Tuesday, June 21, 2011

Muscle From A Bottle

As if body building were that easy! The one absolute sure way to slow down muscle loss with aging or to build muscle is with strength training. How much and which kind of protein we eat, and how it is distributed throughout the day also matters. What science knows and what people are doing are at opposite ends of the spectrum.
On average, 30 grams of protein per meal is the maximum amount the body can synthesize at a time; the excess will be converted to fat. High quality protien comes from animal sources, i.e. fish, dairy, eggs, meats. Leucine seems to be the most important of the amino acids that make up animal proteins. In fact, researchers believe it is the key ingredient which provides the driving force of protein synthesis (muscle building). Milk contains whey protein, which has the highest concentration of leucine, making it a popular ingredient in bodybuilding powders. Vegetables contain some leucine, soy ranking the highest, though not as efficient for synthesis.
The largest anabolic (tissue-building) response to protein consumption is after exercise. During exercise, the signaling proteins that regulate synthesis shut down.
And what about those popular liquid supplements? Made up of mostly water, sugar, vegetable oil and a vitamin supplement, they contain the same amount of protien as 2 cups of skim milk, for about 3 times the cost. The metabolite HMB, a.k.a. "Revigor" mentioned on one of the bottled types does not contain enough of the ingredient to be effective. Even in studies where participants took 5 times the amount of HMB found in the supplement, along with arginine and lysine, and regular strength training, showed no more increase in muscle tissue after one year than those taking a placebo.

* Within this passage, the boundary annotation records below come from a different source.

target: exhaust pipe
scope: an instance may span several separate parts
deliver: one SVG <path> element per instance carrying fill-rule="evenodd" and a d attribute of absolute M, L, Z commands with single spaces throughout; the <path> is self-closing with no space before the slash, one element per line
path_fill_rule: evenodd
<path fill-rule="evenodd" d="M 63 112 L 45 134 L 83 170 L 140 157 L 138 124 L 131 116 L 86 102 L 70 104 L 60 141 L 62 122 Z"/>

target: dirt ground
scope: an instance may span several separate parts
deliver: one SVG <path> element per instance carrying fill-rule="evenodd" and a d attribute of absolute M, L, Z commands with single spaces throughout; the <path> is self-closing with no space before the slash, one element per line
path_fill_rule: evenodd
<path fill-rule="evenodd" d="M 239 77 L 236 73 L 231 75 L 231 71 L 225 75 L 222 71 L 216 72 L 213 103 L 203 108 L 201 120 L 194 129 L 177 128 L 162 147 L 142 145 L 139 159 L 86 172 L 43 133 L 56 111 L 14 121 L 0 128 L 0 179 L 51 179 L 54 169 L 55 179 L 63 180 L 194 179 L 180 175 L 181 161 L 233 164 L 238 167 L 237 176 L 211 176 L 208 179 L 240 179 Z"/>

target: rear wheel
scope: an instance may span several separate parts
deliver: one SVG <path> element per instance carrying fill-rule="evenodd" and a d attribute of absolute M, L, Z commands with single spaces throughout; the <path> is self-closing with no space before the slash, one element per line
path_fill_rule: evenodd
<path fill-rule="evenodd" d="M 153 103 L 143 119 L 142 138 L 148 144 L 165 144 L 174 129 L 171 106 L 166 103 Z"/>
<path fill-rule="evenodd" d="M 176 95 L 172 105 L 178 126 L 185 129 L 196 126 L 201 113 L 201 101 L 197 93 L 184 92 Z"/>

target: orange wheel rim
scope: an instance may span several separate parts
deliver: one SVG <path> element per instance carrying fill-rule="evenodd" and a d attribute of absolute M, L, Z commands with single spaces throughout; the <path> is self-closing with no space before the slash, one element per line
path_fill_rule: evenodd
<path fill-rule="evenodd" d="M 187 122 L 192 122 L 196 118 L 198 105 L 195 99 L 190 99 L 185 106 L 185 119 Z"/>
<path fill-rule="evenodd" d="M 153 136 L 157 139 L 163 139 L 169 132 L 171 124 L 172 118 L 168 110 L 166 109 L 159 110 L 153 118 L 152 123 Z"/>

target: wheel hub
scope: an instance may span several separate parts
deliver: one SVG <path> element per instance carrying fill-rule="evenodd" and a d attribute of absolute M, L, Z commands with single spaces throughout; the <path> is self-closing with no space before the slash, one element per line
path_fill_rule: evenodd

Creatine, however, has shown evidence as being the most effective and safest supplement for improving muscle size, when used properly and accompanied with resistance training. Creatine is a natural compound found in the body and in foods such as meat, fish, and poultry. Creatine makes energy available to muscles during exercise, and "plumps" muscles with added fluids. Older adults tend to benefit the most from creatine supplements, since the body slows down the natural production with the aging process. Vegans benefit also, since they don't get so much from their diet.